A man is overcome with some great grief. Whiskey makes him forget, or at least it makes him not care.
A man is suffering some great humiliation, some sense of personal shortcoming, that is intolerable to him. Whiskey offers to relieve him, and for the moment it does relieve him. ——
YOU who talk nobly of temperance and advocate laws governing other men are apt to be proud of your own self-control.
Perhaps you have been a drinking man and have stopped. But you do not know how much lighter whiskey's hold may have been upon you than upon others.
Suppose you worked hard every day, every week and every year.

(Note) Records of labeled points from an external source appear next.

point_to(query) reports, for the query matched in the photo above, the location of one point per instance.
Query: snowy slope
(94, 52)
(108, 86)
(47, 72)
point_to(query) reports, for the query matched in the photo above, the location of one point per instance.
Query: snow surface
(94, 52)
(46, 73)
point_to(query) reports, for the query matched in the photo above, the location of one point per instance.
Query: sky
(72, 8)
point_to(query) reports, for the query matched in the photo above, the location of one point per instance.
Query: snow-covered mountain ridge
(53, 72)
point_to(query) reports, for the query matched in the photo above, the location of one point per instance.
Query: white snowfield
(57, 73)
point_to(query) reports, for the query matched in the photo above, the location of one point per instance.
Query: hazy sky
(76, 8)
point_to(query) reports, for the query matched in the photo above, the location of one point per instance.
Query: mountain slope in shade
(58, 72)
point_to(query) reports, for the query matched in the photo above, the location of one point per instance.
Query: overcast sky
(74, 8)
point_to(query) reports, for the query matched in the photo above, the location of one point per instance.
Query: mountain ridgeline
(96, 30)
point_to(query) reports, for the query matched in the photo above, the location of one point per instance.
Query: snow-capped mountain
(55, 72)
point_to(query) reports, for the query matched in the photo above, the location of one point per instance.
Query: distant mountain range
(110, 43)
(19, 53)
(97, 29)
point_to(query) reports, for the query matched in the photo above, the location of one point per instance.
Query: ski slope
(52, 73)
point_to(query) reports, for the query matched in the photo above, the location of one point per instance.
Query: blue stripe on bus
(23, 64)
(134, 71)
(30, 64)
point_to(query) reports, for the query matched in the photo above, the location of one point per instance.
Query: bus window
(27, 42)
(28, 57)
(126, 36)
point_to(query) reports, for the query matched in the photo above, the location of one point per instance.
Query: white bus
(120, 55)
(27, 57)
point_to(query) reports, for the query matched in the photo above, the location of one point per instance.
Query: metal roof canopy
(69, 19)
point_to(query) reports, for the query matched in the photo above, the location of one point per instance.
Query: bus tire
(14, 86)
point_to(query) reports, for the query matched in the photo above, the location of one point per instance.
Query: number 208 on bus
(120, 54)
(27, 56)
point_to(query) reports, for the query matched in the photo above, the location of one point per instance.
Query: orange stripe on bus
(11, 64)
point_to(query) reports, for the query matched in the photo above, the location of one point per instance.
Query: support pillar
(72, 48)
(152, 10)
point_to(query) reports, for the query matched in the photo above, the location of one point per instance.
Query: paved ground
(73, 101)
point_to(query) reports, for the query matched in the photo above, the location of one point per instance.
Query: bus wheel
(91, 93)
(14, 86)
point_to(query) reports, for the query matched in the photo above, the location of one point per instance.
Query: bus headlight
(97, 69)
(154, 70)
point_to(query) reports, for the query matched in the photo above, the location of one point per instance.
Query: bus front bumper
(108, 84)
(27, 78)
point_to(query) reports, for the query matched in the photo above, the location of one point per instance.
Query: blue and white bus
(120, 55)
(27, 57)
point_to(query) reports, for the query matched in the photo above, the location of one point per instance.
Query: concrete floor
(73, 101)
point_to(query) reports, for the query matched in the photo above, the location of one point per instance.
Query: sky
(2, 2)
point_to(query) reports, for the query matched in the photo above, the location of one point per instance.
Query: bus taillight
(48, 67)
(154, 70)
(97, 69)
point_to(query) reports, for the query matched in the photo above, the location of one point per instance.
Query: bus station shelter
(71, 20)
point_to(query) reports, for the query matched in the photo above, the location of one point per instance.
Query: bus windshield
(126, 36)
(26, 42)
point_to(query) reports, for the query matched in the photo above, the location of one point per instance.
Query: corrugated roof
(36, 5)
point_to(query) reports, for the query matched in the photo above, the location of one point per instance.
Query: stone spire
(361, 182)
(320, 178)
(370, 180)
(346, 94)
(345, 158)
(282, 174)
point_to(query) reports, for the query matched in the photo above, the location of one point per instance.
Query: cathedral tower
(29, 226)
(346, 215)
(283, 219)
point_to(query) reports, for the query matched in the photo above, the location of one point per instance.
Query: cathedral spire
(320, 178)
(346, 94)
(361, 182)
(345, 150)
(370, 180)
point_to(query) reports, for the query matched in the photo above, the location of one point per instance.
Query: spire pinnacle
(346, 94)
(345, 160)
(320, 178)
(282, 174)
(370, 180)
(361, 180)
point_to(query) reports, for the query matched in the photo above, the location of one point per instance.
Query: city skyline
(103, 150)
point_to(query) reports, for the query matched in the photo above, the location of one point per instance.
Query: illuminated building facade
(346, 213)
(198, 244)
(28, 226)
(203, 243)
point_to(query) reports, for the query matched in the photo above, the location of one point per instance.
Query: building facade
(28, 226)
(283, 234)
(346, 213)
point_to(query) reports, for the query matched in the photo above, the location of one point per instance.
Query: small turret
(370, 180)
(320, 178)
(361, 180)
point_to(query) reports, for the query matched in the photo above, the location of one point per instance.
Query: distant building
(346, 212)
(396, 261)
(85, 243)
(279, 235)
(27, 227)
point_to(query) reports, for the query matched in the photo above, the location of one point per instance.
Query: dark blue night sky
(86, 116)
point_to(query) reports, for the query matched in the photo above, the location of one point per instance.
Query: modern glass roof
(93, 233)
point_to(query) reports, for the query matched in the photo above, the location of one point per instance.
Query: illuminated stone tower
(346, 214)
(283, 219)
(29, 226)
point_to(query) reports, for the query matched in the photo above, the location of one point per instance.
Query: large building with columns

Suppose you had no pleasure in life, save the fictitious pleasure and excitement that come from whiskey. Suppose you failed, and failed and failed again—and suppose that whiskey was always ready to praise you, make you feel proud of yourself, make you hold others responsible for your failures—are you sure you could let it alone? ——
In your condemnation of those who persist in whiskey drinking you must remember that what is easy for one man is very hard for another.
Suppose you should urge two animals to go without meat—one of the animals being a tiger and the other a sheep. Would you praise the sheep for its faithful keeping of the promise? Would you blame the tiger for breaking its word, if the temptation to eat meat were offered?
In men's nervous systems, in their craving for alcohol, there is as great a difference between different temperaments as between the appetites of the sheep and the tiger. One man is dragged toward the gulf by whiskey with a force of which you have no conception.
You look with contempt at a hopeless drunkard, shuffling along toward destruction.